# can you eat with chopsticks?



## probably offline (Oct 8, 2012)

Just curious.



Bonus question for those who voted yes:

Do you choose chopsticks over knives and forks when both options are available?


----------



## Paper Samurai (Oct 1, 2009)

Yes, but I've always preferred a knife and fork when given the option.


----------



## aaaa1111bbbb2222cccc3333 (May 10, 2015)

I choose chopsticks.


----------



## Mxx1 (Feb 3, 2015)

Yes, after eating a lot of sushi i have somehow learned how to eat with chopsticks, but i always prefer fork and knives if it's available.


----------



## Amphoteric (Sep 11, 2011)

Yes.



> Do you choose chopsticks over knives and forks when both options are available?


Depends on the dish.


----------



## gopherinferno (Apr 7, 2009)

I can try. But if I'm hungry, I am not trusting chopsticks to efficiently shovel food into my mouth. I want a fork or a spoon the size of Texas for that job.


----------



## Fangirl96 (Apr 13, 2015)

I've never used chopsticks. My dinners aren't exiting enough for that :sigh


----------



## Vuldoc (Sep 8, 2011)

Yes. When both options are available (I'm assuming the food is chopsticks friendly, can't eat a full size steak without a knife and fork to cut it up) I'll go with the chopsticks.


----------



## indiscipline (May 24, 2015)

You bet. Except when it's yoghurt (for which my preference is knife and fork). 

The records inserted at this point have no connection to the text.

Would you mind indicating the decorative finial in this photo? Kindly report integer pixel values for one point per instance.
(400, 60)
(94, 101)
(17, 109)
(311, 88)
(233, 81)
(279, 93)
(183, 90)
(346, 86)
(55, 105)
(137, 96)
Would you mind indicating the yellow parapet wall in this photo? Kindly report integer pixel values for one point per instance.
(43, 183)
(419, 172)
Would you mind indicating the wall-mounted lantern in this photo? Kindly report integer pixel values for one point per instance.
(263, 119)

I prefer eating with my mouth though, overall.


----------



## twitchy666 (Apr 21, 2013)

*All spoon for me*

very occasionally a fork for noodles. Knife to cut apples, veg or meat.

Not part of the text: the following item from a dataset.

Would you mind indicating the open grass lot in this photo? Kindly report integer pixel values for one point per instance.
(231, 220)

A bowl for me. No flat plate - sick of chasing rice around. Lots of wet stuff. 
No mopping up with knife 'n fork

I don't like utensils in each hand. One hand to hold down the object down. Then a knife.

I love a story of a school exchange pupil who struggled with knife 'n fork
and the English family did with chopsticks.

I do retrieve dropped stuff using lip suction: peas, liquid, crumbs of cookies.

I stopped with bread as a way to hold. It all falls apart too much.

Sushi is finger food. Gave up, as I made a mess of it. I beat the addiction


----------



## Cashel (Oct 29, 2013)

I can, but it sure aint pretty.

I would never choose the chopsticks over the fork. The fork is clearly the superior utensil.


----------



## BackToThePast (Aug 31, 2012)

I prefer chopsticks when I can. Not a fan of the stabby stab.


----------



## farfegnugen (Aug 16, 2010)

not particularly well- at least according to Asian friends who smirk at me- though I happily manage to clear my plate without any fancy body contortions.


----------



## Persephone The Dread (Aug 28, 2010)

Yes but not well, I can't eat with a knife and fork properly either. I'm so useless at physically doing things, it's weird.


----------



## Blue2015 (Jul 3, 2015)

I've never tried, but it looks hard so I'm going to say no.


----------



## Daveyboy (Jan 13, 2013)

Yes... But iin public my anxiety makes my hand shake.. So I'll ask for a fork, or spork..


----------



## Darktower776 (Aug 16, 2013)

Yes, I can but I'm out of practice. I very seldom use chopsticks anymore and if I go to an Asian restaurant I just use the fork and knife because I can eat faster and more efficiently that way now.


----------



## AussiePea (Mar 27, 2007)

Yeah, spent a lot of time in Asia.

And I prefer them when available, unless it's rice.


----------



## Kml5111 (Dec 16, 2012)

I prefer knives and forks.


----------



## bad baby (Jun 10, 2013)

a good, sharp pair of chopsticks can pick up almost anything and i prefer it vastly to the knife and fork. but those thick plastic ones that they give you at chinese restaurants that's slippery as ****...seriously i would rather eat with my hands ugh.

chopsticks + spoon is the best combination of all. chopsticks to pick up the food, place it on the spoon, and shove into mouth. great success!! :9


----------



## lonerroom (May 16, 2015)

probably offline said:


> Just curious.
> 
> Bonus question for those who voted yes:
> 
> Do you choose chopsticks over knives and forks when both options are available?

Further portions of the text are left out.